Childish Things @ Fruitmarket Gallery

Article by Rachael Cloughton | 07 Jan 2011

Pin-pricking the nostalgic bubble that surrounds our memories of childhood, the Fruitmarket Gallery’s latest show presents our formative years as an unsettling period of social conditioning, vulnerability and sexual taboos.

Like a nightmarish toyshop, Dada’s Boys curator David Hopkins deliberately takes the kitsch and iconic and subverts it to perverse and dark ends. Jeff Koons’ colouring book-like policeman is distracted from his duties by a giant teddy-bear; Paul McCarthy’s over-sized, mop-haired, anatomical education doll is violently zipped open, leaving his fabric entrails to fall out onto the gallery floor; Susan Hiller’s Punch and Judy video accentuates the puppet show's violence, overlaying it with a threatening soundtrack.

Manipulation is emblematic of the whole show. It's what Hopkins terms the exhibition's "dark poetics". Turned upside down and played back to front, McCarthy's inversion of the children's classic, The Sound of Music, subverts Julie Andrew’s familiar melodies into something resembling a sci-fi movie soundtrack. 

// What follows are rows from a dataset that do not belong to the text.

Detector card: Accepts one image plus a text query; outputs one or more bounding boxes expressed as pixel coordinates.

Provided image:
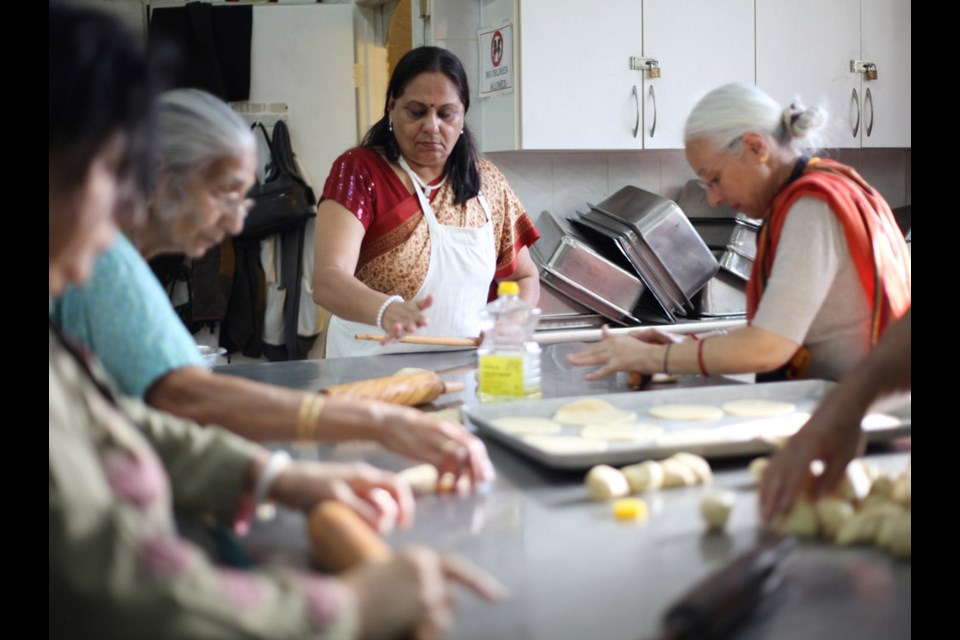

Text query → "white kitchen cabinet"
[638,0,755,149]
[480,0,643,151]
[481,0,754,151]
[756,0,910,148]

However, this exhibition is not merely an advocate of sensationalism, or descriptive of the identity politics popular during the 80s and 90s that unites the seven artists on show. Carefully arranged, it articulates a rigorous enquiry into a period of art history. The Fruitmarket’s first floor space presents this analysis best. A selection of exhibits sit awkwardly together, creating a friction that is a consequence of the post-modernist and post-conceptual dialogues the works simultaneously engage in: Louise Bourgeois’s soft, Freudian patchwork dolls overlook Robert Gober’s cold, conceptual frame, for example. This emphasises the incongruity of the already distorted subject matter.

Rousseau said that childhood is the sleep of reason. This show certainly testifies otherwise.